Non seulement pour répondre aux urgences, mais surtout pour préparer une sortie de crise ouverte sur le développement soutenable et plus équitable. Désormais, après les désastres qu'il a causés, le néolibéralisme ne peut plus prétendre s'imposer en plaidant l'efficacité économique.
Paradoxalement, ce double échec historique rend possible et surtout souhaitable un retour à la social-démocratie. Cette dernière demeure la seule force politique dont la trajectoire historique est compatible avec un engagement sans réserve d'une démocratie ouverte à une participation citoyenne active. Ce retour, accompagné du renforcement de la démocratie, peut être prometteur. À la condition, toutefois, d'accepter de travailler à son renouvellement en profondeur, notamment sur le plan de pratiques et de politiques adaptées à notre temps.
Nécessaire et ambitieuse, cette tâche ne peut être menée à terme sans l'ouverture d'un chantier faisant appel à toutes les personnes qui veulent y contribuer. Ce renouvellement exige, on l'aura compris, le dépassement de certaines ambiguïtés et le contournement de certains écueils propres à la social-démocratie contemporaine.
La social-démocratie?
Comme pour la démocratie, la social-démocratie ne constitue pas un modèle coulé dans le béton, mais une expérience historique en évolution. Les expériences sociales-démocrates ont varié dans le temps selon les partis et les pays qui s'en sont réclamé, aussi bien en Angleterre qu'en Allemagne, par exemple.
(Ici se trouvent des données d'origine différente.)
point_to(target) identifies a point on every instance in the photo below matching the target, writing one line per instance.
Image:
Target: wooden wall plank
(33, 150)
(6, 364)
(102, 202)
De même, après les succès que plusieurs pays scandinaves ont connus sous cette bannière, plusieurs échecs sont ensuite apparus, qui ont conduit à des défaites électorales.
Au Canada, quelques provinces ont porté le Nouveau Parti démocratique (NPD) au pouvoir. Au Québec, aucune percée moindrement significative n'a pu être réalisée, ni par le NPD ni par le CCF. Par contre, même si aucun parti y ayant exercé le pouvoir n'a porté cette étiquette, plusieurs mesures progressistes d'inspiration sociale-démocrate ont été mises en place. Depuis la Révolution tranquille, les différents gouvernements québécois ont mis de l'avant certaines politiques et mesures d'inspiration sociale-démocrate. Ils ont même adopté des mesures dont certaines relèvent d'un renouvellement de la social-démocratie, en dépit d'une vague néolibérale qui s'y opposait.
Il est difficile de proposer une seule évaluation de l'expérience sociale-démocrate. Certains estiment qu'elle a transformé le capitalisme; d'autres sont convaincus du contraire. Il demeure qu'à l'heure actuelle, la social-démocratie représente la seule orientation politique encore capable de prendre le pouvoir et de réaliser des réformes qui vont dans le sens de l'intérêt général et du bien commun.
Valeurs de base
Dans cette perspective, la social-démocratie peut être regardée à partir des angles suivants: une base sociale relativement stable et large d'adhérents et de militants; des valeurs qui vont dans le sens de la démocratie, de l'égalité et de la liberté; une vision de la société et du rôle positif de l'État, en référence à un intérêt général et au bien-être de la majorité; une manière de réguler les conflits sociaux par la négociation et la concertation; des politiques et des mécanismes institutionnels qui permettent d'harmoniser le développement économique et social; un positionnement dans l'économie mondiale et la recherche d'alliances. Sa réactualisation suppose ainsi à la fois une réaffirmation des valeurs de base qui la fondent et un effort de renouvellement des pratiques et des politiques que commandent les grandes transformations récentes.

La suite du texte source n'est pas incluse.